Jüdische Kulturtage

Y-Studs gastieren zur Eröffnung in der Synagoge Rykestraße

Die Y-Studs aus New York bringen A-cappella-Spaß - setzen aber auch nachdenkliche Akzente.

Die Y-Studs  sangen in der Synagoge Rykestraße zur Eröffnung der Jüdischen Kulturtage.

Die Y-Studs sangen in der Synagoge Rykestraße zur Eröffnung der Jüdischen Kulturtage.

Foto: DAVIDS/Christina Kratsch

Berlin. Der erstaunlichste Song des Abends ist die „Evolution of Jewish Music“. Ein Potpourri mit schnellen Schnitten. 1200 Jahre jüdischer Musikgeschichte in fünf Minuten. Es beginnt mit den Tempelgesängen des 9. Jahrhunderts und arbeitet sich durch die Jahrhunderte rasant vor bis zu „Hava Nagila“, „Bei mir bist du scheen“ und dem Reggae-Hit „One Day“. Auf die Idee muss man erst einmal kommen. Und doch ist es mehr als ein Gag. Die Y-Studs geben damit in aller Kürze einen Einblick in das Wesen der jüdischen Musikkultur.

Die sieben jungen Männer aus New York waren für das Eröffnungskonzert der Jüdischen Kulturtage in der Synagoge Rykestraße am vergangenen Sonnabend eine gute Wahl. Eine A-cappella-Truppe mit viel Schwung und Lebendigkeit, aber auch ein paar nachdenklichen Akzenten. Das „Y“ steht für die jüdische Yeshiva-Universität. Dort haben sich die Gründungsmitglieder vor zehn Jahren kennengelernt. Inzwischen haben sie sich professionalisiert und von der Universität gelöst. Seit fünf Jahren können sie von ihrer Musik leben. Sie sind schon zum dritten Mal in Deutschland. Auch in der Schweiz, England, Kanada, Südamerika waren sie schon. Die Konzerte sind Höhepunkte in ihrem Musikerleben, daneben spielen sie bei jüdischen Hochzeiten und Bar-Mizwas. Vielleicht finden sie deshalb so leicht Kontakt zum Publikum. In Berlin zeigen die Jungs in den grauen Anzügen erst einmal ihre bunten Socken, und der Moderator spricht pathetisch den Satz: „Ich bin ein – Pfannkuchen.“ Sie sind ein bisschen albern und recht sympathisch.
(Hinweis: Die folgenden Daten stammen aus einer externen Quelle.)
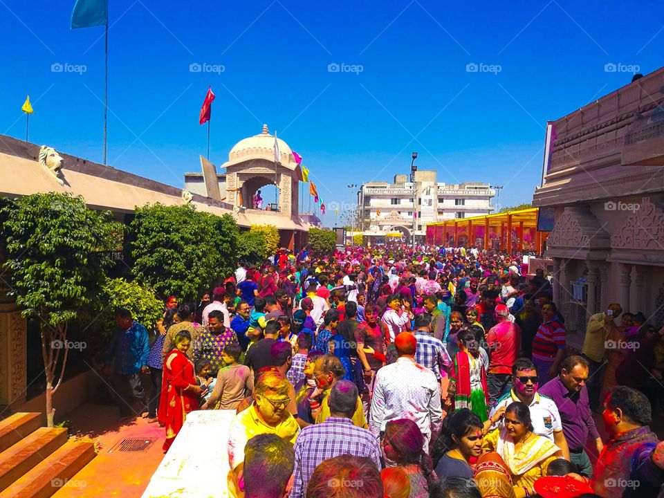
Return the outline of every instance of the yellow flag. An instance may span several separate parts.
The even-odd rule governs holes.
[[[33,111],[33,105],[30,103],[30,95],[28,95],[28,98],[26,99],[26,103],[23,104],[23,107],[21,108],[21,110],[27,114],[34,114],[35,111]]]

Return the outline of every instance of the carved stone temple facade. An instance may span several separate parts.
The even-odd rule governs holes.
[[[302,173],[290,147],[278,139],[280,154],[275,178],[274,143],[274,136],[264,127],[262,133],[240,140],[231,149],[228,160],[221,167],[225,169],[226,192],[220,192],[220,175],[214,165],[201,158],[205,190],[190,192],[50,147],[0,135],[0,197],[15,199],[50,192],[80,195],[90,208],[108,210],[117,220],[125,222],[136,206],[146,203],[190,204],[218,216],[229,214],[241,229],[254,224],[273,225],[279,230],[282,247],[299,249],[306,243],[310,226],[297,212]],[[276,210],[252,209],[243,201],[250,200],[257,190],[275,181],[279,190]],[[0,254],[0,266],[2,262]],[[0,271],[0,409],[9,406],[12,410],[43,411],[43,394],[26,400],[28,388],[39,387],[37,379],[27,378],[30,362],[26,358],[40,353],[34,344],[30,349],[28,339],[32,336],[28,337],[26,320],[7,296],[8,282]],[[64,382],[55,395],[59,414],[84,403],[98,379],[90,370]]]
[[[612,302],[661,326],[664,68],[550,125],[533,205],[555,209],[546,255],[568,328],[582,336]]]

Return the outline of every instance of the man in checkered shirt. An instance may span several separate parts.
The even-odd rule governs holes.
[[[417,339],[415,362],[430,369],[438,381],[443,380],[445,385],[449,380],[448,374],[452,367],[452,360],[443,342],[432,335],[431,322],[429,313],[420,313],[415,317],[414,335]]]
[[[306,427],[295,441],[295,466],[290,498],[303,498],[314,470],[324,460],[342,454],[368,456],[380,468],[378,439],[351,420],[357,408],[358,388],[349,380],[339,380],[329,396],[331,416]]]

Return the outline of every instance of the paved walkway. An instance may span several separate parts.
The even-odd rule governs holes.
[[[118,408],[86,403],[68,414],[73,434],[90,437],[101,445],[99,454],[53,496],[139,498],[164,456],[165,431],[158,423],[136,418],[120,425]],[[127,438],[155,438],[143,452],[119,451]]]

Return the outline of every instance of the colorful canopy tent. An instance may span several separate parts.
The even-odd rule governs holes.
[[[542,254],[549,232],[537,231],[538,208],[438,221],[427,225],[427,243]],[[508,234],[510,234],[509,237]]]

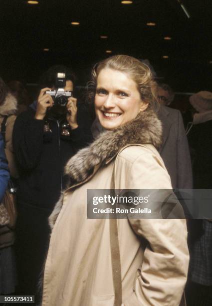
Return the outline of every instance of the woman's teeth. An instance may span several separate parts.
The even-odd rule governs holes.
[[[106,117],[118,117],[120,114],[115,114],[114,112],[104,112],[104,115]]]

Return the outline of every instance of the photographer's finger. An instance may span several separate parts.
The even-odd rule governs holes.
[[[39,103],[46,107],[52,106],[53,104],[53,100],[50,94],[45,94],[39,100]]]
[[[51,88],[49,88],[49,87],[45,87],[45,88],[43,88],[42,89],[41,89],[40,92],[40,94],[39,94],[38,99],[39,98],[41,98],[42,96],[43,96],[43,95],[45,94],[46,92],[47,92],[47,90],[51,90]]]

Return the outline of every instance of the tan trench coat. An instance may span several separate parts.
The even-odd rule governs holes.
[[[113,306],[109,220],[87,219],[86,192],[109,189],[114,166],[116,188],[172,188],[161,158],[149,144],[127,146],[67,190],[51,234],[42,306]],[[179,305],[189,264],[185,220],[117,222],[122,305]]]

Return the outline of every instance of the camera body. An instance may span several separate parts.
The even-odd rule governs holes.
[[[68,102],[68,98],[72,96],[72,92],[65,92],[66,80],[65,74],[59,72],[56,78],[56,90],[47,90],[46,94],[50,94],[52,97],[55,105],[65,106]]]

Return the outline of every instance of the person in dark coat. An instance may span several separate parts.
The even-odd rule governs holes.
[[[63,168],[92,139],[84,128],[77,100],[55,105],[47,90],[55,89],[58,72],[65,74],[65,91],[73,91],[74,78],[67,68],[49,69],[37,101],[17,118],[13,147],[19,173],[16,250],[19,293],[35,294],[47,250],[47,218],[66,184]],[[48,87],[46,87],[46,86]]]
[[[0,202],[1,202],[9,178],[8,163],[4,153],[4,144],[0,133]]]
[[[200,92],[192,96],[190,102],[196,111],[188,133],[193,152],[194,186],[196,189],[212,190],[212,92]],[[211,306],[212,220],[189,220],[188,225],[191,260],[188,305]]]

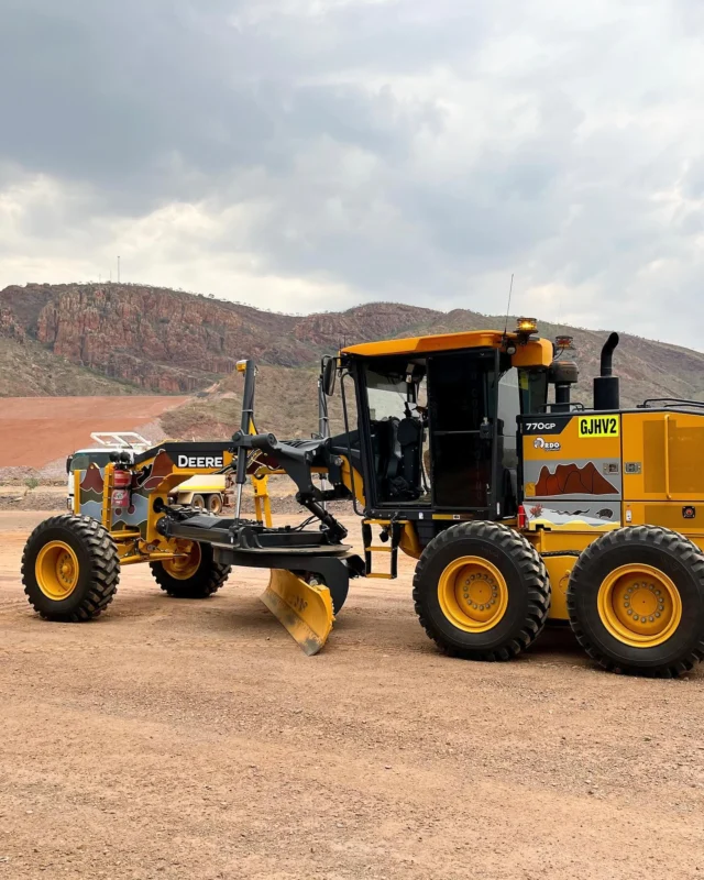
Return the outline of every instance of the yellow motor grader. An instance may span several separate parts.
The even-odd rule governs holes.
[[[28,540],[25,592],[46,618],[87,620],[112,601],[121,565],[148,562],[184,597],[211,595],[232,566],[264,568],[264,602],[315,653],[351,579],[395,578],[400,550],[418,560],[420,624],[449,654],[506,660],[548,620],[569,622],[606,669],[679,675],[704,656],[704,405],[622,408],[617,343],[604,345],[592,406],[572,399],[570,339],[539,338],[532,319],[352,345],[323,359],[321,435],[288,442],[257,432],[255,369],[240,362],[240,430],[77,471],[74,514]],[[344,431],[330,437],[338,384]],[[183,481],[226,472],[234,516],[169,502]],[[295,482],[306,522],[272,526],[271,473]],[[364,559],[330,510],[342,499],[362,518]]]

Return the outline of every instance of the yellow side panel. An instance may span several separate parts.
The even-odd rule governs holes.
[[[704,415],[627,413],[623,426],[625,502],[704,501]]]
[[[690,509],[694,516],[684,516]],[[625,526],[662,526],[666,529],[686,535],[694,543],[704,538],[704,504],[682,504],[682,502],[629,502],[624,505]]]

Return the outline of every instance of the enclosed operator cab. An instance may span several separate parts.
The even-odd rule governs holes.
[[[515,516],[517,418],[544,411],[552,354],[551,343],[530,333],[497,331],[345,349],[365,515]]]

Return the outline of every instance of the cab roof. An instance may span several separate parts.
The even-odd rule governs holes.
[[[359,358],[380,358],[389,354],[430,354],[442,351],[463,349],[499,349],[516,346],[512,355],[514,366],[550,366],[553,359],[552,342],[538,337],[526,337],[519,333],[505,333],[503,330],[465,330],[461,333],[437,333],[427,337],[407,337],[406,339],[385,339],[381,342],[362,342],[348,345],[340,354]]]

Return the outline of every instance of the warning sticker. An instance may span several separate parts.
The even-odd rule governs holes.
[[[580,416],[580,437],[618,437],[616,416]]]

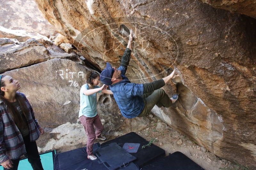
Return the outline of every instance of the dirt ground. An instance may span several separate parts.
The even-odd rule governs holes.
[[[250,169],[217,156],[158,117],[151,114],[148,117],[150,120],[150,125],[136,132],[148,141],[156,138],[154,144],[164,150],[166,156],[180,152],[207,170]]]
[[[188,137],[167,126],[158,117],[151,114],[148,117],[150,120],[150,125],[141,131],[135,132],[149,141],[151,139],[156,139],[155,142],[153,143],[164,149],[166,156],[169,153],[180,152],[206,170],[251,170],[217,156]],[[107,138],[106,141],[112,138]],[[95,140],[95,143],[99,142],[101,144],[105,141],[98,140]],[[85,146],[78,144],[63,147],[56,151],[59,153]]]

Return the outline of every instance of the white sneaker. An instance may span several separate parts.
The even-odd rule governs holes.
[[[101,140],[106,140],[106,138],[104,136],[100,136],[98,138],[96,138],[96,139],[100,139]]]
[[[87,156],[87,158],[92,160],[94,160],[97,159],[97,157],[92,154],[90,155]]]

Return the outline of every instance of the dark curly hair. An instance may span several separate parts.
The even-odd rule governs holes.
[[[92,79],[96,79],[97,77],[99,76],[100,74],[99,74],[99,73],[96,71],[94,71],[91,73],[91,74],[87,78],[86,82],[88,84],[90,84],[91,86],[92,86],[93,84]]]

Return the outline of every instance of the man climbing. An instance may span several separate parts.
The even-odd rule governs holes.
[[[100,81],[109,86],[122,115],[129,118],[147,115],[156,104],[159,107],[170,107],[177,100],[178,95],[174,94],[170,98],[160,88],[171,79],[179,76],[174,69],[168,76],[153,82],[131,83],[125,75],[130,61],[132,41],[131,30],[120,67],[116,69],[107,62],[106,68],[100,75]]]

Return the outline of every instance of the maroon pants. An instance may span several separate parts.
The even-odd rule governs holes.
[[[88,117],[82,115],[79,117],[79,119],[84,127],[87,135],[86,152],[88,155],[90,155],[92,153],[93,143],[96,137],[100,136],[100,134],[103,131],[103,125],[98,115],[92,117]],[[96,130],[96,133],[94,130],[94,127]]]

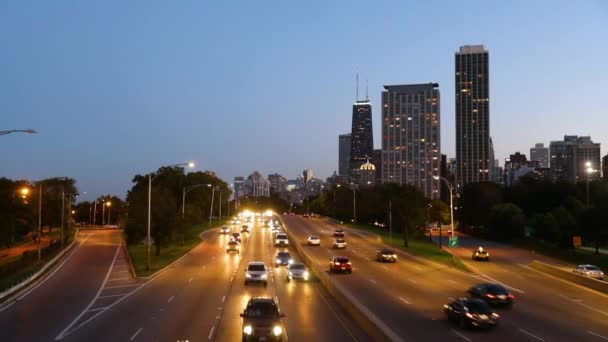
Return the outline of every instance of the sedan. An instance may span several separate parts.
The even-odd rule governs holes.
[[[458,322],[461,328],[493,328],[500,316],[481,299],[459,298],[445,304],[448,321]]]
[[[333,246],[334,246],[334,248],[337,248],[337,249],[346,248],[346,240],[340,239],[340,238],[335,239],[334,243],[333,243]]]
[[[321,246],[321,239],[316,235],[309,236],[307,241],[309,246]]]
[[[471,287],[468,291],[471,296],[482,299],[492,305],[506,305],[511,307],[515,296],[502,285],[484,283]]]
[[[333,257],[329,261],[329,272],[353,273],[353,265],[347,257]]]
[[[604,279],[604,272],[593,265],[578,265],[572,272],[589,278]]]

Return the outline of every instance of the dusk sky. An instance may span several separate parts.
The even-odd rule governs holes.
[[[491,4],[491,6],[489,6]],[[0,177],[76,178],[125,196],[194,160],[325,178],[351,126],[355,73],[380,148],[384,84],[438,82],[453,157],[454,53],[490,51],[496,158],[565,134],[608,146],[606,1],[0,2]]]

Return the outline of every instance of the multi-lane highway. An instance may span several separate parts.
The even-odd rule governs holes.
[[[501,322],[493,331],[460,330],[445,320],[442,304],[449,298],[464,296],[472,285],[488,282],[490,278],[466,274],[405,253],[399,253],[401,259],[395,264],[381,264],[374,261],[374,257],[382,244],[368,234],[346,228],[349,245],[346,250],[335,251],[331,249],[331,234],[337,226],[331,221],[297,216],[283,216],[283,220],[299,242],[311,234],[321,236],[320,247],[306,247],[315,267],[327,270],[332,255],[349,257],[353,274],[331,275],[332,281],[349,291],[404,340],[608,339],[606,296],[517,264],[501,263],[500,258],[498,264],[488,263],[487,276],[507,285],[517,297],[516,305],[510,310],[499,309]]]

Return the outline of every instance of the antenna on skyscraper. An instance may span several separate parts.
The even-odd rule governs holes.
[[[357,71],[357,76],[356,76],[356,80],[357,80],[357,87],[356,87],[356,97],[357,97],[357,101],[359,101],[359,72]]]

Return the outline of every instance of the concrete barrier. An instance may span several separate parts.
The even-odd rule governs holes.
[[[329,276],[321,268],[318,268],[312,258],[308,256],[308,253],[302,248],[300,244],[301,240],[297,239],[287,229],[287,225],[283,219],[278,216],[279,221],[285,228],[285,232],[291,240],[290,244],[295,247],[296,251],[302,257],[305,264],[312,271],[319,282],[325,289],[336,299],[336,301],[344,308],[346,312],[354,319],[367,335],[369,335],[374,341],[403,341],[399,335],[397,335],[391,328],[389,328],[382,320],[380,320],[374,313],[366,308],[361,302],[359,302],[350,292],[344,289],[340,284],[331,281]],[[329,269],[329,259],[328,259]]]
[[[538,260],[532,261],[529,266],[539,272],[543,272],[548,275],[575,283],[577,285],[588,287],[590,289],[608,294],[608,283],[605,281],[584,277],[572,271],[566,271],[559,267],[555,267]]]

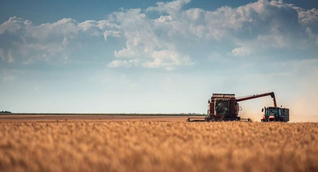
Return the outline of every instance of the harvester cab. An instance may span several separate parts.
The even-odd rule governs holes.
[[[264,112],[265,111],[265,112]],[[264,112],[262,122],[279,121],[287,122],[289,120],[289,109],[278,107],[265,107],[262,109]]]

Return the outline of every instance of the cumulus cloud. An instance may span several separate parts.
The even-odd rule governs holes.
[[[124,45],[113,49],[110,67],[171,70],[193,65],[193,50],[185,42],[227,42],[233,56],[251,56],[260,50],[293,51],[318,44],[318,10],[282,1],[260,0],[237,8],[214,11],[184,9],[190,0],[158,2],[145,9],[122,9],[104,20],[79,23],[70,18],[35,25],[17,17],[0,25],[0,56],[7,62],[42,60],[67,62],[88,40],[109,37]],[[150,14],[158,17],[150,17]],[[5,40],[5,42],[4,40]],[[211,50],[210,53],[217,51]]]

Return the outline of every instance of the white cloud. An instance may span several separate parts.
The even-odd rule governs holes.
[[[1,59],[26,64],[67,62],[77,58],[74,52],[83,45],[88,45],[89,49],[90,40],[101,38],[108,41],[112,37],[125,44],[110,50],[115,58],[109,59],[112,61],[108,66],[170,70],[193,64],[195,57],[190,54],[194,50],[183,49],[187,42],[230,43],[232,46],[223,52],[234,56],[270,52],[273,49],[292,51],[318,44],[316,9],[306,10],[281,1],[260,0],[214,11],[184,9],[190,2],[158,2],[144,10],[121,9],[106,20],[81,23],[64,18],[35,25],[27,20],[11,17],[0,25],[0,37],[10,38],[5,42],[0,40]],[[152,18],[151,13],[160,16]],[[218,50],[209,50],[207,53]]]
[[[67,63],[72,52],[90,39],[117,37],[120,34],[116,31],[118,28],[115,24],[106,20],[79,23],[63,18],[35,25],[29,20],[13,17],[0,25],[0,37],[7,38],[0,40],[0,56],[7,62]]]
[[[232,54],[237,56],[248,56],[251,53],[251,50],[246,47],[237,48],[232,50]]]

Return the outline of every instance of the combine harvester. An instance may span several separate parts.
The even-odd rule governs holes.
[[[238,102],[252,99],[267,96],[273,99],[274,106],[265,107],[262,109],[265,114],[262,122],[289,121],[289,109],[277,107],[274,92],[256,94],[235,98],[234,94],[213,94],[208,101],[208,114],[204,118],[190,117],[188,122],[209,122],[227,121],[252,121],[250,118],[241,118],[238,116],[238,112],[242,108],[238,105]]]

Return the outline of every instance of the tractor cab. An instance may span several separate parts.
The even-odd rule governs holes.
[[[289,120],[289,110],[287,108],[268,107],[262,109],[262,112],[264,112],[261,120],[262,122],[287,122]]]

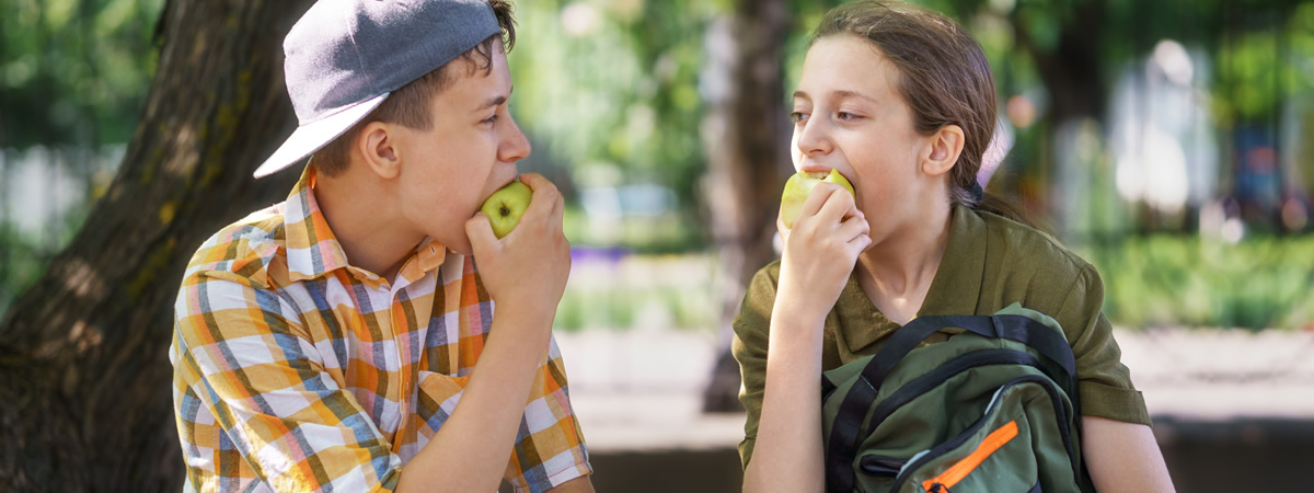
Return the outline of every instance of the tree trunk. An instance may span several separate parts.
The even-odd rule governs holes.
[[[741,410],[738,365],[729,352],[729,319],[744,288],[775,252],[771,239],[781,187],[788,177],[790,129],[784,114],[784,41],[790,12],[783,0],[737,0],[735,13],[708,29],[710,112],[703,121],[708,174],[703,192],[710,230],[720,254],[725,289],[723,350],[703,393],[706,411]]]
[[[205,238],[296,179],[251,172],[296,125],[281,43],[309,5],[166,5],[159,68],[114,183],[0,325],[0,484],[180,489],[173,300]]]

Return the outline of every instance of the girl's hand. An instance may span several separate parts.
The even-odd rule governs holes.
[[[820,327],[858,262],[871,245],[866,216],[853,195],[833,183],[820,183],[803,202],[794,229],[777,222],[784,252],[773,317],[790,317]]]

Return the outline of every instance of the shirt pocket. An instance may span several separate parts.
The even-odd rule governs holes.
[[[456,402],[465,392],[469,376],[452,376],[430,371],[419,371],[419,387],[415,396],[415,414],[419,429],[426,436],[432,436],[447,418],[456,410]]]

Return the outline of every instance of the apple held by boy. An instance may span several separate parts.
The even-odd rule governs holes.
[[[502,239],[515,229],[515,225],[520,223],[520,216],[524,216],[532,199],[533,191],[530,189],[530,185],[515,180],[493,192],[480,206],[480,212],[489,217],[493,235]]]

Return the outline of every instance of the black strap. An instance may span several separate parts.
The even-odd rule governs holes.
[[[1050,326],[1026,316],[929,316],[915,318],[899,327],[867,363],[858,381],[840,402],[830,429],[827,451],[827,484],[830,490],[851,492],[854,485],[853,460],[861,442],[862,422],[876,400],[886,376],[913,348],[930,334],[943,327],[962,327],[988,338],[1021,342],[1056,363],[1067,375],[1062,379],[1066,390],[1076,392],[1076,362],[1067,339]]]
[[[1067,339],[1053,327],[1026,316],[930,316],[918,317],[895,331],[890,342],[876,352],[872,364],[862,371],[862,376],[874,387],[880,388],[890,371],[899,364],[917,344],[930,334],[943,327],[962,327],[974,334],[1021,342],[1037,350],[1042,356],[1058,363],[1071,379],[1076,375],[1076,362]]]

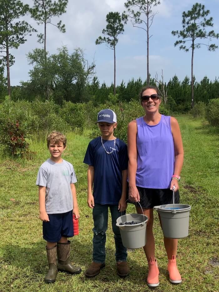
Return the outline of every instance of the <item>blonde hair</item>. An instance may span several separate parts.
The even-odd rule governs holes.
[[[66,146],[67,140],[66,137],[62,133],[57,131],[53,131],[47,137],[47,147],[48,148],[51,143],[58,144],[60,142],[63,143],[64,148]]]

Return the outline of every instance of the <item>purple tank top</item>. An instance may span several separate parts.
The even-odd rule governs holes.
[[[136,120],[136,185],[150,188],[169,188],[174,163],[170,117],[162,115],[160,122],[155,126],[146,124],[143,117]]]

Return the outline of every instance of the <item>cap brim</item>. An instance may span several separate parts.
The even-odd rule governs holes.
[[[113,124],[114,123],[116,122],[114,122],[113,121],[109,120],[100,120],[96,122],[95,124],[100,123],[101,122],[105,122],[105,123],[108,123],[109,124]]]

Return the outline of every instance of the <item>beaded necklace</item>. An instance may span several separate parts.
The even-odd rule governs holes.
[[[103,139],[102,139],[102,136],[101,136],[101,144],[102,144],[102,146],[104,147],[104,149],[105,151],[105,152],[107,153],[107,154],[111,154],[111,153],[112,153],[112,152],[113,152],[113,151],[114,150],[114,149],[115,148],[115,146],[116,139],[116,138],[115,138],[115,139],[114,139],[114,146],[113,146],[113,150],[110,152],[109,152],[108,151],[107,151],[106,150],[106,148],[105,148],[105,146],[104,146],[104,143],[103,143]]]

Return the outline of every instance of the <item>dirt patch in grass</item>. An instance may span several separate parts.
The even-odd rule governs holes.
[[[206,275],[214,274],[215,273],[215,269],[218,266],[219,259],[217,257],[213,257],[208,262],[208,265],[206,268],[205,274]],[[218,278],[218,275],[216,275],[215,278],[217,279]]]
[[[219,266],[219,259],[217,257],[214,257],[209,261],[209,263],[213,267],[218,267]]]
[[[196,187],[196,188],[195,188],[191,186],[186,185],[184,186],[183,187],[184,189],[186,189],[186,190],[188,190],[191,193],[193,194],[200,193],[200,192],[203,192],[204,191],[204,189],[201,187]]]
[[[28,202],[26,203],[27,205],[36,205],[38,203],[38,202]]]
[[[4,167],[6,170],[17,169],[20,166],[20,164],[18,162],[11,160],[6,160],[0,164],[0,167]]]

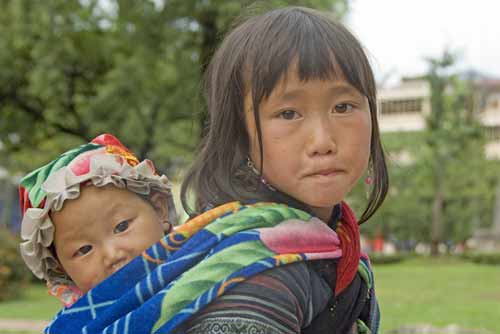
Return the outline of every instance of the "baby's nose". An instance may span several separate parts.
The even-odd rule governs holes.
[[[117,269],[127,260],[127,253],[120,247],[107,245],[104,251],[104,264],[107,268]]]

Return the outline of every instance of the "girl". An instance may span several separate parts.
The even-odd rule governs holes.
[[[373,182],[368,182],[372,189],[359,221],[363,223],[388,189],[375,81],[360,43],[341,24],[311,9],[283,8],[252,17],[230,32],[215,53],[206,73],[205,97],[208,132],[182,185],[186,210],[195,215],[234,200],[286,203],[336,229],[344,255],[338,263],[307,266],[335,292],[325,310],[312,312],[312,322],[301,318],[300,303],[286,314],[280,312],[283,305],[268,303],[279,296],[285,304],[289,300],[284,287],[293,280],[287,280],[284,267],[241,283],[185,330],[297,333],[276,325],[288,318],[307,326],[303,332],[346,333],[356,322],[359,331],[376,332],[377,304],[372,287],[366,286],[369,281],[358,274],[340,293],[336,279],[349,268],[346,262],[357,266],[359,260],[359,231],[343,199],[368,170],[367,180]],[[190,192],[194,207],[187,200]],[[354,237],[342,238],[346,226]],[[356,261],[351,261],[353,254]],[[293,266],[292,271],[303,269]],[[311,281],[297,284],[299,291],[314,295]]]

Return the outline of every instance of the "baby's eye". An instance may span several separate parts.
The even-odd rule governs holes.
[[[282,119],[292,120],[299,117],[299,114],[295,110],[283,110],[278,115]]]
[[[82,246],[82,247],[78,248],[78,250],[75,252],[75,256],[83,256],[83,255],[87,254],[88,252],[90,252],[91,250],[92,250],[92,246],[90,246],[90,245]]]
[[[339,114],[345,114],[351,112],[354,106],[350,103],[339,103],[335,105],[335,112]]]
[[[118,223],[118,225],[115,226],[115,228],[113,229],[113,232],[114,233],[124,232],[124,231],[126,231],[128,229],[128,225],[129,225],[128,220],[124,220],[124,221]]]

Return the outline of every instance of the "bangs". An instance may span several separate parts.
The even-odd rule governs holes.
[[[369,99],[375,98],[373,74],[363,48],[346,28],[327,16],[295,7],[271,11],[245,25],[254,31],[246,43],[242,76],[250,83],[245,91],[251,90],[254,102],[269,97],[294,67],[304,82],[342,78]]]

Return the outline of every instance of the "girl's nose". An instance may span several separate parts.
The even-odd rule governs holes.
[[[308,155],[323,156],[336,153],[337,145],[331,122],[329,117],[317,117],[311,121],[310,129],[308,129]]]

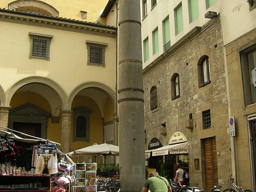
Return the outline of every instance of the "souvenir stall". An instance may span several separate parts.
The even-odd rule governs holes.
[[[8,130],[0,129],[0,191],[68,191],[71,166],[60,144],[0,127]]]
Sonnyboys, die viel und ansteckend lachen. Sie geben eher eine Show als ein Konzert. Sie haben einen fantastischen Beatboxer dabei, der mit dem Publikum übt, wie man Basstrommel, Becken und Snaredrum mit dem Mund nachmacht.

Musikalisch setzen sie auf stilistische Vielfalt. Auf das einleitende Friedensgebet folgt ein Tanzlied. Da haben sie das mitklatschende Publikum schon auf ihrer Seite. Zum Rap rufen alle zusammen „Y-Studs!“ Mit der Filmmusik aus „Greatest Showman“ wird es dann wieder etwas sentimentaler. Originell ist der Beatles-Song „Let It Be“ auf He­bräisch. „Rise Up“ heißt ihr Statement zum Antisemitismus im Alltag. Dazu gibt es ein eindringliches Video auf Youtube. Überhaupt setzen die New Yorker stark auf soziale Medien. Fürs Internet haben sie witzige Hitparodien gedreht.

Vom Bass bis zum Tenor sind alle Stimmlagen gut vertreten. Manche sind charismatischere und stimmstärkere Solisten als andere. Wer am Mischpult saß, hat manchen solistischen Einsatz verschlafen. Die Entertainer-Qualitäten des tänzelnden Ensembles machen aber vieles wett.

Jüdische A-cappella-Gruppen schießen in den letzten Jahren wie Pilze aus dem Boden. Die bekanntesten stammen aus New York. Die traditionellen orthodoxen Regeln verbieten es, einer singenden Frauenstimme zuzuhören. Vielleicht gibt es deshalb viele rein männliche Ensembles. Anders als manche Konkurrenten können die Y-Studs zwar weder mit Preisen prahlen, noch haben sie im Weißen Haus gesungen. Aber das kann ja alles noch kommen.